When Mr. Ford began selling a few dusty bound books in his shop, I found more and fuller worlds invented for the sole sake of their own existence. Mr. Ford expressed little interest in continuing to stock the poorly selling products. Gilbert Mines was not the venue for the written word. Literacy was rare. It wasn’t necessary to read or write in a town known for its more physical attractions. The people were stuck in a monotony of work, drink and lust, generally in that order. I begged him to continue selling them. I gave him all the allowance my mother would grant me. I was fortunate to have been enticed by the pages before I grew into my figure as I have no doubt Mr. Ford may have tried to extort more than money. His eyes rove along me during my weekly trips to his building more than any others. I shy away from guessing at what my recourse would have been had I taken to reading only a year or two later than I had. I dare say I may have obliged him. My addiction was that far gone.

I would have done anything for the old classics. Even the newer, less flowery prose of manufactured media drew me in. They gave fantastical accounts of scenes and people I had only heard spoken of in far less descriptive manners. But Mr. Terrence, it was his work that gave me a vision of big cities, bright lights and the frights they may hold. He wrote crime from a darker angle than the others. Highway robbery, murders, mysteries, intrigue and sometimes a sprinkling of the supernatural. He was radically varied in his devices but almost always brought the same results, with one glaring exception. ‘The Window’s Glass.’ It was a breathtaking gust of new life, breaking all traditions he had set for himself and the readers attached to the coattails of his menagerie of characters. Sad and wonderful with glimpses of a simultaneous dark and radiant future, the novel, twice as long as any before it, inspired new dreams to employ my nights. After reading it through to the worn paper back I discovered fantasies of far away places and a brooding, darkly gallant hero.

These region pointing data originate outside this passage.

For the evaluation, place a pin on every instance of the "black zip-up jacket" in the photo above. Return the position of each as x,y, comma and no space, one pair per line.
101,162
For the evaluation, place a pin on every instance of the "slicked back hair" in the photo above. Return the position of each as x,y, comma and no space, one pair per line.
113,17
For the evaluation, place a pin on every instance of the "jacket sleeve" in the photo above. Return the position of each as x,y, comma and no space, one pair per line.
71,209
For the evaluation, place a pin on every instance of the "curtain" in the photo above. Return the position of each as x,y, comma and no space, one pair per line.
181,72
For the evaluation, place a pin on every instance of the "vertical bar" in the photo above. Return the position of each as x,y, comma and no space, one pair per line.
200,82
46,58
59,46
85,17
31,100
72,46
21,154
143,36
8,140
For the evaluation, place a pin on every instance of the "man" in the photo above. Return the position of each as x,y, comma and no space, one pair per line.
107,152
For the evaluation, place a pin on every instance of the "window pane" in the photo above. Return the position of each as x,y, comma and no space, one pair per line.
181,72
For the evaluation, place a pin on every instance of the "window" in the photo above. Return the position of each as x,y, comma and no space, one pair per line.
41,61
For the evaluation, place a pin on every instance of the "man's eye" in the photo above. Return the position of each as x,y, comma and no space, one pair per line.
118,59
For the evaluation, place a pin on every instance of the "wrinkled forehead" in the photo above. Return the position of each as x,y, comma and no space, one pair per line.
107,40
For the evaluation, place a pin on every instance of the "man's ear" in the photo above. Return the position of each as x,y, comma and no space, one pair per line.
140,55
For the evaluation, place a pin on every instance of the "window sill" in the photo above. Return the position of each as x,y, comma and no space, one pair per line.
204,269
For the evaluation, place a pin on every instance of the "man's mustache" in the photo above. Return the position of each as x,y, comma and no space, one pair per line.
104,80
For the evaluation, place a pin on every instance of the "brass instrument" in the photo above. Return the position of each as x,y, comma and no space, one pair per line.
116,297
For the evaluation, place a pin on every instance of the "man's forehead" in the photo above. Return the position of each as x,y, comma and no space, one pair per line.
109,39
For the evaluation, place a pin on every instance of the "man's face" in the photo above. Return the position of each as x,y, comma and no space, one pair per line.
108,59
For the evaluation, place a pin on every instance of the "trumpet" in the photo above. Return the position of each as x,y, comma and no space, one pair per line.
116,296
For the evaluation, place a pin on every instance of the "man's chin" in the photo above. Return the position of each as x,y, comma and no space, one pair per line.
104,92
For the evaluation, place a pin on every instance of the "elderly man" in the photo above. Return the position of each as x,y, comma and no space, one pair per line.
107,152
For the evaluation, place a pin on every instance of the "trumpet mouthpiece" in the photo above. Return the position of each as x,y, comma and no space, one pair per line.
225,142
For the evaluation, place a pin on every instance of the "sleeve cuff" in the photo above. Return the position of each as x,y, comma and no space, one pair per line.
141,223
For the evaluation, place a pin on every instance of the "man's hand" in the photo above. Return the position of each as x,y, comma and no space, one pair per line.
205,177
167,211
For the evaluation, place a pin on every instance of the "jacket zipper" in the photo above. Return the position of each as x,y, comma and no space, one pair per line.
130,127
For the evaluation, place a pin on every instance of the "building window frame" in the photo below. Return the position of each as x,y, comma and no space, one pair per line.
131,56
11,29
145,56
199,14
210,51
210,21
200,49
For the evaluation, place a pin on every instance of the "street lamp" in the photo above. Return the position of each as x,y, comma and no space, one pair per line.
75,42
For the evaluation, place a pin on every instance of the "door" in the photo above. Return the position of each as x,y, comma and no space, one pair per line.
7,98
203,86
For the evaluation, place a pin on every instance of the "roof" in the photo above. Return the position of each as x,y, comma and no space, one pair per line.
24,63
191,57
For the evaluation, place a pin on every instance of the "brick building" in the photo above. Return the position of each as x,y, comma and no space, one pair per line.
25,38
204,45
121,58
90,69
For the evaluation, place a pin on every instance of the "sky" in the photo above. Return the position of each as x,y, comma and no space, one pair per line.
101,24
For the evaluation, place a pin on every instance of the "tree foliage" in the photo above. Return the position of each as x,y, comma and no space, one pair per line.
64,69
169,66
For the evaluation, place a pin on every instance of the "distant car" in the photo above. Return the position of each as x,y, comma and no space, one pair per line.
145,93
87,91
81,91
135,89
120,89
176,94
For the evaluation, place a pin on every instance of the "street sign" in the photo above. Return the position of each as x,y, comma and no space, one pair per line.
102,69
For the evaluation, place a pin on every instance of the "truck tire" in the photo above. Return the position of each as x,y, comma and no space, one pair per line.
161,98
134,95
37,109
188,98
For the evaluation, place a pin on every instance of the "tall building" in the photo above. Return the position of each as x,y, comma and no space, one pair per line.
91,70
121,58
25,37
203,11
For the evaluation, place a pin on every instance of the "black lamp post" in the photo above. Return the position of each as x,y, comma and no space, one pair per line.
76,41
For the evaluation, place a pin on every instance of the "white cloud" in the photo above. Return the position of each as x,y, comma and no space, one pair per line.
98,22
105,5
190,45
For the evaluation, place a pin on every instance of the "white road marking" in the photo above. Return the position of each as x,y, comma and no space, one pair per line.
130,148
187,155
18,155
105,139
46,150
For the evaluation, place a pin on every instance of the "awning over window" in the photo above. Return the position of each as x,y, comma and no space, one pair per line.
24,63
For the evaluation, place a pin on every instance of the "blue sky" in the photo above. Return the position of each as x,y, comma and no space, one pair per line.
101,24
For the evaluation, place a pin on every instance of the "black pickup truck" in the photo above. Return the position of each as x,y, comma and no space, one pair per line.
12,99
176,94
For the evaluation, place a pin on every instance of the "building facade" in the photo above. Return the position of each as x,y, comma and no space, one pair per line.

I climbed the stairs in the back, trying to avoid being seen. My mother would ask my motives for entering in this fashion. I would never answer truthfully. She knew I was a reader and had a penchant for the extreme and mysterious. I used my tendencies as an excuse. I would call it my adventure. Honestly, it really was suspenseful. I was a traitorous spy, escaping those I had previously vowed a trustworthy allegiance. I was the infiltrating beast going into town each day. Their attitudes towards me, of possession and derision didn’t only furthered my creations. They saw me for my appearance and my origins. They attacked me with their eyes and so I victimized them in my mind. I took advantage of the men, preempting their desires. I betrayed the women, bastardizing their fears. To them, I was the gruesome murderer.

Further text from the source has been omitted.